One of the biggest problems is the sparsity of rewards: the reward for a certain chain of actions can come long after you’ve completed those actions, so it can take much longer for the actor to realize it’s a specific chain of actions that leads to a better reward. It can take a long time for an agent to even explore the path that leads to the greatest reward.

When a reward structure is too sparse for the model to learn properly, or a mistake made by the model during training is too costly, you sometimes need to have an element of human intervention. This is called human-in-the-loop reinforcement learning, and it means that the model in question has its action outputs critiqued by a human actor as part of the reward function. Often when learning, a model will be unsure of its actions, making it very prone to mistakes. In these cases, it may be prudent to have a human present to give direct feedback and provide the correct course of action. For example, Autonomous Vehicles are one area where any mistake can be very costly, and a human is already present for feedback in the case that a vehicle is unsure of the actions it should take. If you’re interested in learning more about human-in-the-loop for autonomous vehicles, check out MIT’s human-centered autonomous vehicles.
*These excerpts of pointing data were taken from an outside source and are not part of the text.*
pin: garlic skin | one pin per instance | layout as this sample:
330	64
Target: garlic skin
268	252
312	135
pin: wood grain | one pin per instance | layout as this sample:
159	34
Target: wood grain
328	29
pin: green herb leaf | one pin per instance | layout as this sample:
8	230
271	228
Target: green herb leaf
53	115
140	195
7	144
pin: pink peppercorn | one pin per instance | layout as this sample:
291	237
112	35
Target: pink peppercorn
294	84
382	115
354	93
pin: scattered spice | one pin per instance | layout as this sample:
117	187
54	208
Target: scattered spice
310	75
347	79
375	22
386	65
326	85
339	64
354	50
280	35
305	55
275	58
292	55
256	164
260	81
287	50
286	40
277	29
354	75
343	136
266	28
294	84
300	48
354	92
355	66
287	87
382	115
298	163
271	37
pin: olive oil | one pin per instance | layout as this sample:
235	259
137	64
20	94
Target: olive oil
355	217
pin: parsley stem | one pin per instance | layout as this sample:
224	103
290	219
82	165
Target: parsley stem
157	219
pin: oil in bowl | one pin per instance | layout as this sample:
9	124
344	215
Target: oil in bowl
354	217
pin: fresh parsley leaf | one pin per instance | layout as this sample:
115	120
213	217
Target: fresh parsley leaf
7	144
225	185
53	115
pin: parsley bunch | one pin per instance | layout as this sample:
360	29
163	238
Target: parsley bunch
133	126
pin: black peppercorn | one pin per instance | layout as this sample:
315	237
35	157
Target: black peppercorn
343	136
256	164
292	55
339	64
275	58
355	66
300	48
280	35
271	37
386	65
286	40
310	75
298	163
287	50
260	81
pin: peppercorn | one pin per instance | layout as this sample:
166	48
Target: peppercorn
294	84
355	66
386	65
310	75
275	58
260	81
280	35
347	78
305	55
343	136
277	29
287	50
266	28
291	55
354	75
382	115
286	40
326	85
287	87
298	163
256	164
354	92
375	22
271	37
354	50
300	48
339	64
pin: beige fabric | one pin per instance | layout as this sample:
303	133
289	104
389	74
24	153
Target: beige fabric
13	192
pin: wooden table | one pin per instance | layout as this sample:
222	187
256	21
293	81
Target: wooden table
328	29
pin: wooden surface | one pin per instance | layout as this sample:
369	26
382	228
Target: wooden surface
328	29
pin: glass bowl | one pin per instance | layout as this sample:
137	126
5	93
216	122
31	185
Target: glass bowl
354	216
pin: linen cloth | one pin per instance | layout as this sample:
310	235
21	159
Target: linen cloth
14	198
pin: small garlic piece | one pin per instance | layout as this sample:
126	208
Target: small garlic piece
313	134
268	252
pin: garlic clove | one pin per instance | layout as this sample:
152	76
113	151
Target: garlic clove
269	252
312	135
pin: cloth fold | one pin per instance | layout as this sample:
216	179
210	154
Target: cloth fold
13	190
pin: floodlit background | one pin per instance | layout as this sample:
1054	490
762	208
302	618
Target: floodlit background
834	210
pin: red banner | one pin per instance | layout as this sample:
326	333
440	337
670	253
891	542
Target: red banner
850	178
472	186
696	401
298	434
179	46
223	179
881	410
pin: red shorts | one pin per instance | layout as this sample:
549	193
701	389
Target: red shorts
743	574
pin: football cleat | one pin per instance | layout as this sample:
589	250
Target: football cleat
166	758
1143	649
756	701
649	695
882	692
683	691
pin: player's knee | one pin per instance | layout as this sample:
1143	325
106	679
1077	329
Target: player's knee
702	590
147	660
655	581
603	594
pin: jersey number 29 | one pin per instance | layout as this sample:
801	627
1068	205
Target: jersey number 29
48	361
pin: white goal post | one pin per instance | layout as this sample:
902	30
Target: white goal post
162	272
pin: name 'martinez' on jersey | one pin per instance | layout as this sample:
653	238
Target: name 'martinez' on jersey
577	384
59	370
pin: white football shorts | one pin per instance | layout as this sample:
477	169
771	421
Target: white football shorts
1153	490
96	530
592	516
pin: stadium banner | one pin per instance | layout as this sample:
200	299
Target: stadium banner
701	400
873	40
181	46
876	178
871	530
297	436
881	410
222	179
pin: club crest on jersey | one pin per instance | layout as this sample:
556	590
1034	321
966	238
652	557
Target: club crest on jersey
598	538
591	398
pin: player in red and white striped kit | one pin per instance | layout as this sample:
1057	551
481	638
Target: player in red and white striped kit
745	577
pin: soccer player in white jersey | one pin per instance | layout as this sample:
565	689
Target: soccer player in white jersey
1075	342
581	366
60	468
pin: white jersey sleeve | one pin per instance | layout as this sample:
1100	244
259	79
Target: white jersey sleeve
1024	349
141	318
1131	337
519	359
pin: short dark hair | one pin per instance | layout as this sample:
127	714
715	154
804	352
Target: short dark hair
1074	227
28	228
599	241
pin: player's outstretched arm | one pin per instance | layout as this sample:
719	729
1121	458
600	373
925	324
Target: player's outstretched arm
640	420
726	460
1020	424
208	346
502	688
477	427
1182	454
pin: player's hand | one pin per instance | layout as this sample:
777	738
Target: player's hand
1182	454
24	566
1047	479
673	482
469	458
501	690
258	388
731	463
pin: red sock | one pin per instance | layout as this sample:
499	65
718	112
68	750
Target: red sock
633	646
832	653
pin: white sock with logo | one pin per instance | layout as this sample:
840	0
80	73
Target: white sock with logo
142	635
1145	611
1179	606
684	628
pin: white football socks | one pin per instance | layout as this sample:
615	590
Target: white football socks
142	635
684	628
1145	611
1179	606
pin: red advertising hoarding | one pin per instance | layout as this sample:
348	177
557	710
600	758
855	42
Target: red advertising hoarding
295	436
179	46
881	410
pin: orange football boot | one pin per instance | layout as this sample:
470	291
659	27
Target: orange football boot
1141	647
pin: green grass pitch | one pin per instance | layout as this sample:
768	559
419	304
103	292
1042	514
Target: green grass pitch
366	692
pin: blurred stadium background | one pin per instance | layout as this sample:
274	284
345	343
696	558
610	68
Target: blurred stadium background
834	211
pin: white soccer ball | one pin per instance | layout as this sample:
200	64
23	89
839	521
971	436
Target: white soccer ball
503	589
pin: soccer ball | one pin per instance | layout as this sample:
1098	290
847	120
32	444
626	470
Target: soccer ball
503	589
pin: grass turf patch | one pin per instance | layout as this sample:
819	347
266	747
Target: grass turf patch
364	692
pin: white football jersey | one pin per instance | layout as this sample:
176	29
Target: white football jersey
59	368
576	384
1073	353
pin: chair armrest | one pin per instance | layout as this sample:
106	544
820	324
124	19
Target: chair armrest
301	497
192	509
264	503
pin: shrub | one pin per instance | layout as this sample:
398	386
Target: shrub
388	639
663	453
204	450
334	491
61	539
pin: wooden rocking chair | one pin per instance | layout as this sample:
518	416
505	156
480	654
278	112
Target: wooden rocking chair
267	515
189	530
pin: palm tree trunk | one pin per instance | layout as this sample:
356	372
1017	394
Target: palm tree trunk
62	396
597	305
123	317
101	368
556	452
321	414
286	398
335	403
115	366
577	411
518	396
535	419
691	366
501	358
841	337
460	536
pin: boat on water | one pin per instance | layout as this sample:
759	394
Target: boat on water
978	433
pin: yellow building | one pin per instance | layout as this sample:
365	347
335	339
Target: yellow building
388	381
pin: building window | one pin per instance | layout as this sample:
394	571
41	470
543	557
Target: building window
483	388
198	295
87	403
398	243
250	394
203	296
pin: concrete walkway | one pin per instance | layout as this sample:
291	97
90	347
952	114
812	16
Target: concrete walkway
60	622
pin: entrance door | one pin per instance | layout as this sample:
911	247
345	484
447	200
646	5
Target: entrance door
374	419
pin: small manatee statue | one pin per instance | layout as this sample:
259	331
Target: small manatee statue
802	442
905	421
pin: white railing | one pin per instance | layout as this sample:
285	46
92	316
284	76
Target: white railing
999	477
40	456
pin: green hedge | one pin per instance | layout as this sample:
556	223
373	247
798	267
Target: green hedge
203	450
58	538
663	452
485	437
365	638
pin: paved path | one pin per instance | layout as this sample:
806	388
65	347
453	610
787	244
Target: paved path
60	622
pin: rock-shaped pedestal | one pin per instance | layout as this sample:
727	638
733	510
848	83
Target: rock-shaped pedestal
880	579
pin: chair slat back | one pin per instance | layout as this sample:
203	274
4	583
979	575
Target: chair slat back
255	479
If you want a quick example of how to get up and running with reinforcement learning, look no further than Andrej Karpathy’s (Tesla’s Head of AI) blog post about it. In it, he gives a great example of how to teach a fully connected network to play pong against a hardcoded AI in only 130 lines of code. It has a great explanation of each mechanic involved.

If you’re looking for something more complex, I’d recommend looking at AlphaStar - DeepMind’s Starcraft 2 AI. They tackle some of the hardest problems for a reinforcement learning model, such as working with missing information, long term planning, and continually discovering new strategies.

Screenshot of AlphaStar - DeepMind's Starcraft 2 AI


Reinforcement learning is an amazing tool for automatically discovering a good way of traversing an environment to accomplish a goal. In any space where you have a model that needs to continuously interact with an environment and you can devise a concrete reward function for it to use to learn, then reinforcement learning is a very good option for you. I hope you learned something new about Reinforcement Learning from this article and maybe found a few links that you thought might be worth a deeper look!